Layer by layer assembly of hybrid nanoparticle coatings for proton exchange membrane fuel cell bipolar plates

Abstract

Optimum proton exchange membrane (PEM) fuel cell operation at low reactant gas stoichiometry requires that bipolar plate surfaces combine negligible electrical contact resistance with a high degree of hydrophilicity. Unfortunately, no single material can simultaneously satisfy both requirements. In the present work, we demonstrate that electrostatic layer by layer (LBL) assembly may be employed to design hybrid coating architectures composed of 5–10 nm thick graphite platelets and 19 nm diameter silica nanospheres. The strong cationic polyelectrolyte, acrylamide/β-methacryl-oxyethyl-trimethyl-ammonium copolymer, is used to deposit the two anionic nanoparticles from both discrete and mixed aqueous suspensions onto gold substrates. Low contact resistance is achieved by maintaining connectivity of the graphite nanoparticles throughout the coating thickness while good hydrophilicity is achieved by controlling graphite surface domain size.
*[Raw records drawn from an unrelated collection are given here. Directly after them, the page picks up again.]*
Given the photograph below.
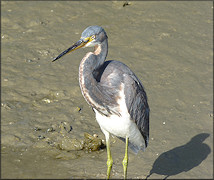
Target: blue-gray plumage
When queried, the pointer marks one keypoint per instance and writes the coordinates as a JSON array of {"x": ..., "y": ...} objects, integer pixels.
[{"x": 114, "y": 92}]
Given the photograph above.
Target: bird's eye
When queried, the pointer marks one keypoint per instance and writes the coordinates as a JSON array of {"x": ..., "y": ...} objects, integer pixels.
[{"x": 93, "y": 37}]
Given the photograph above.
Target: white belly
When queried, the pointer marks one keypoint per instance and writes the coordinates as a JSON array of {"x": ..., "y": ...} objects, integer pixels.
[{"x": 121, "y": 126}]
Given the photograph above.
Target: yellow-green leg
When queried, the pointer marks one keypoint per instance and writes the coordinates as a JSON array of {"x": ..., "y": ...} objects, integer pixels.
[
  {"x": 125, "y": 160},
  {"x": 109, "y": 158}
]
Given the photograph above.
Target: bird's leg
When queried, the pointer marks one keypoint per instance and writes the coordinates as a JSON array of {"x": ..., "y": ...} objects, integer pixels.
[
  {"x": 109, "y": 158},
  {"x": 125, "y": 160}
]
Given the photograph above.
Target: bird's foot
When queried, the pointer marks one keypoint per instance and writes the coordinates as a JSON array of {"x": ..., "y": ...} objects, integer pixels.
[
  {"x": 125, "y": 164},
  {"x": 109, "y": 166}
]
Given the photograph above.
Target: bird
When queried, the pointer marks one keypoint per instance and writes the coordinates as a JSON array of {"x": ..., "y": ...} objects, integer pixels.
[{"x": 115, "y": 94}]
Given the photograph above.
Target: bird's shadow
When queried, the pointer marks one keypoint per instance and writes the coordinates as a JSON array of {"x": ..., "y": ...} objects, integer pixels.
[{"x": 182, "y": 158}]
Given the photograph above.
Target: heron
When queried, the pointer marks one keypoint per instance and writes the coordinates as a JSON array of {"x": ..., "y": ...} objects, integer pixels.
[{"x": 115, "y": 94}]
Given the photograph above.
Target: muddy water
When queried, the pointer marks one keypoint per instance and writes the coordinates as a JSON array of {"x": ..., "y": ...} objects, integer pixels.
[{"x": 167, "y": 44}]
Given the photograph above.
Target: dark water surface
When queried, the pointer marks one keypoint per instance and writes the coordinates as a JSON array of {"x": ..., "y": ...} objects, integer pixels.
[{"x": 167, "y": 44}]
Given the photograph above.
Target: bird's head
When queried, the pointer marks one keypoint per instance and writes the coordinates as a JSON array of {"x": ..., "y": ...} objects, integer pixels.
[{"x": 90, "y": 37}]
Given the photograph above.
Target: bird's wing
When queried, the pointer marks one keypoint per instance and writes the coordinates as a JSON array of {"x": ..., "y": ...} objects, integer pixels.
[
  {"x": 113, "y": 74},
  {"x": 137, "y": 105}
]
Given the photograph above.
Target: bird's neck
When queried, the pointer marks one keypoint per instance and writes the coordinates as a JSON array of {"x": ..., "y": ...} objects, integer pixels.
[{"x": 91, "y": 63}]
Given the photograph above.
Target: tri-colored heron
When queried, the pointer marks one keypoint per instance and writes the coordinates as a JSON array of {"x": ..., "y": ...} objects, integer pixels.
[{"x": 114, "y": 92}]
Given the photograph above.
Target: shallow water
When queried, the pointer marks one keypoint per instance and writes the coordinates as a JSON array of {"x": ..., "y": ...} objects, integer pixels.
[{"x": 167, "y": 44}]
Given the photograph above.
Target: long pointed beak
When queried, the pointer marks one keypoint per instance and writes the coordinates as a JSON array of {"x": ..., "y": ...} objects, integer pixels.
[{"x": 74, "y": 47}]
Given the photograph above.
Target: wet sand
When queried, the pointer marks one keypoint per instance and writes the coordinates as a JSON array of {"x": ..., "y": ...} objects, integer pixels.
[{"x": 169, "y": 45}]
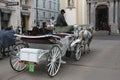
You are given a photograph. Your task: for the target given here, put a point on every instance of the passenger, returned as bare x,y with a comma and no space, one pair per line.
46,29
61,20
35,30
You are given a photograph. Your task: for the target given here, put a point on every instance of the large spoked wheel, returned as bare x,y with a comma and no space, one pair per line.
15,61
77,52
54,60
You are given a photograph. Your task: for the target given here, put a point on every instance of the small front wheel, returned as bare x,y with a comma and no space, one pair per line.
15,61
77,52
54,60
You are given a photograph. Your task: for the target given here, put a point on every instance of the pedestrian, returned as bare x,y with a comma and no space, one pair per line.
61,19
109,30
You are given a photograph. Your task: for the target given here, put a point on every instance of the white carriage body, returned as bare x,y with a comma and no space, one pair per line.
31,54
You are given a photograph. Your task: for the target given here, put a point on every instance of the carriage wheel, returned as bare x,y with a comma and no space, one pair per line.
77,52
54,60
15,61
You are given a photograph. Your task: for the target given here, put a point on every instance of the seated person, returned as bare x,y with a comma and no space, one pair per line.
46,29
35,30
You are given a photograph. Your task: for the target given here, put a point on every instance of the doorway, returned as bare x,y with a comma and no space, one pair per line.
102,17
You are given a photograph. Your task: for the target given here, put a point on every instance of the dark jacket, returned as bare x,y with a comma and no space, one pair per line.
61,21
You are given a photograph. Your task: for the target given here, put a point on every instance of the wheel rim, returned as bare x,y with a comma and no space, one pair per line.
1,55
15,61
77,52
54,61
For ∼100 nm thick coatings, contact resistances as low as ∼4 mΩ cm 2 may be obtained (comparable to that of a pure graphite platelet coating) while maintaining an advancing contact angle of ∼20° (comparable to that of a pure silica nanoparticle coating). This result represents an order of magnitude reduction in ohmic power loss for state-of-the-art PEM fuel cells relative to the use of pure silica nanoparticle coatings. While LBL assembly is a well-established technique for producing thin, layered structures of nanoparticles and polyelectrolytes, this work provides a unique architectural methodology by which domain distribution in heterogeneous nanoparticle coatings may be controlled.